Heart Quest
I’m always surprised when an author can work so totally for me in one book or series and completely leave me behind when it comes to another. When the Heartmates series began, Ms. Owens was publishing with a small press but I sought the books out because they sounded like something I’d enjoy. Not so much. Years later the author began a new series (Summoning – Guardian of Honor, Sorceress of Faith) with Harlequin Luna and again I picked up the first, this time because just about everything I’d read from Luna had been a hit. And that pattern continued with Guardian of Honor. I loved it. So, thinking that Ms. Owens and I were now in sync, I requested the latest in the HeartMates series to review. My plan didn’t work, and this book didn’t work on a number of levels.
Black Ilex Winterberry is a Guardsman working in the primary city of Celta, Druida City. Recently he’s been assigned to the Noble Houses to search for a murderer who is preying on lesser nobles. The murdered bodies all have one thing in common: their hearts have been removed without the body being cut open. Each of the nobles had strong, but unstable, Flair psi powers and Ilex is determined to catch the killer before his Heartmate, Trif, is endangered.
Trif Clover spends her days working in her parents’ furniture shop. Though she loves her family she’d rather be playing her music, improving her unstable Flair abilities or, most importantly, searching for her HeartMate. When Guardsman Ilex finds her going door-to-door trying to find her one and only love, he asks her to stop the search for the time being. Trif agrees because she knows that there have been several murders and because Ilex promises to help her with her Flair attempts to teleport herself from place to place. She doesn’t know that Ilex is her HeartMate and he plans to keep it that way.

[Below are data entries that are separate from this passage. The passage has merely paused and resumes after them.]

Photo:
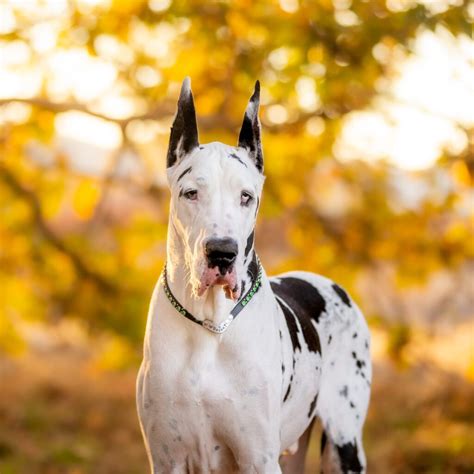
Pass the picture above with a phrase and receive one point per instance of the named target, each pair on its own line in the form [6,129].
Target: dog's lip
[212,276]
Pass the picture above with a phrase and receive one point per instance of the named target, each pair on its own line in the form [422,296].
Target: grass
[60,416]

This is the fourth book in this series set in Celta, and I had a very hard time with it initially (and this even though I;d already read part of the series). It’s not that the plot is terribly complicated – it’s anything but – it’s that the world-building feels entirely too much like fanfiction to me. Ms. Owens has gotten away from the use of the apostrophe in her protagonists names – though many of the stars of previous novels show up with that dreaded puntuation mark in their names, e.g. T’Holly, GrandLady D’Grove, Lady D’Blackthorn, Danith D’Ash, need I go on? But in so many ways the language and storytelling struck me as SF/Fantasy light. Trif gains a FamCat (a cat who can communicate with her telepathically) and it’s the cutest, spunkiest cat there is. Which sort of describes Trif as well.
Silliness aside, my biggest stumbling block was the tortured Ilex. He doesn’t want Trif to know that he’s her HeartMate because he once had a vision of himself lying on the floor with blood all around his head. I get that if he dies his HeartMate will probably do so as well, but his evidence for this “future” seems a little slim. And even if it weren’t, I didn’t love hearing about it over and over again. For about 200 pages this book simply dragged. Ilex finds a dead body or two, questions some people and warns Trif to be careful all while silently pining and agonizing over her. Trif bops around and tries to find her HeartMate. And that’s about it. When the actual danger gets closer to Trif and more is revealed the book finally picked up the pace.
Robin Owens has become a quite accomplished author of Fantasy romance. Her Luna series is evidence of that. I just wish more of that skill had been apparent in this series.